Code review before PRs. Before opening a pull request, I'd share the diff and ask Claude Code to check for TypeScript type mismatches, edge cases in async logic, and accessibility issues in new components. It caught a silent error in the pagination watch trigger that would have caused double API calls on mount — the kind of bug that only surfaces in production under specific timing conditions.

Component API documentation. For every composable I shipped, I'd ask Claude Code to generate JSDoc-style documentation from the implementation. Accurate, consistent, and actually maintained — without the documentation overhead that usually kills internal tooling.

The net effect: I moved faster on implementation work, spent more cognitive energy on architecture decisions, and shipped with fewer regressions. The AI didn't replace engineering judgment. It removed the friction that makes good engineering feel expensive.


Results

The engagement ran for six months across two major delivery phases. The data is confidential, but the delivery outcomes are clear:

  • Cross-domain SSO shipped and held — zero reported auth issues across the full engagement: no session corruption, no token leakage between subdomains
  • Analytical dashboards rendered complex multi-series configurations within acceptable performance budgets on the client's hardware profile
  • Server-side pagination kept data tables responsive at dataset sizes that would have frozen a client-side implementation
  • Each successive feature took measurably less time — adding a new paginated data table became a fraction of the effort the first one required, once the composable infrastructure was in place
  • Delivered across agile cycles with a cross-functional remote squad — design, back-end, and product — with async communication as the primary coordination mechanism, and no sprint spills attributed to front-end blockers

What I Learned

1. Auth complexity hides below the surface

Wildcard cookies seem like a one-line solution. They're not. Secure flags, readable vs HttpOnly cookies, SSR vs client-side access, token invalidation on the server, expiry alignment across apps — each decision has a downstream consequence. The architecture for auth needs to be established early and revisited carefully. Retrofitting it into an existing system is expensive in ways that are hard to estimate upfront.

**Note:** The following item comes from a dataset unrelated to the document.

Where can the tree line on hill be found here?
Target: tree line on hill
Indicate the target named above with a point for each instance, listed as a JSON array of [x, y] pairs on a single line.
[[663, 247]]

2. Composables are infrastructure, not utilities

Early in the project, I wrote composables to reduce repetition. By the end, I understood them differently: they're the load-bearing walls of Vue front-end architecture. useAuth, usePagination, useChart weren't conveniences — they were the project's internal API contract between features and shared behavior. Naming them well, designing their interfaces carefully, and keeping them focused turned out to matter as much as writing them correctly.

3. AI tools change the economics of quality

The parts of engineering that used to be expensive — scaffolding, refactoring, documentation, pre-PR review — have a different cost structure when you have an AI development partner. That doesn't make the work easier. It changes where the hard work is. The architectural decisions, the tradeoff analysis, the product judgment — those remain entirely human. But the mechanical cost of doing good engineering drops significantly. The real opportunity is using that reclaimed time on the things that actually require judgment.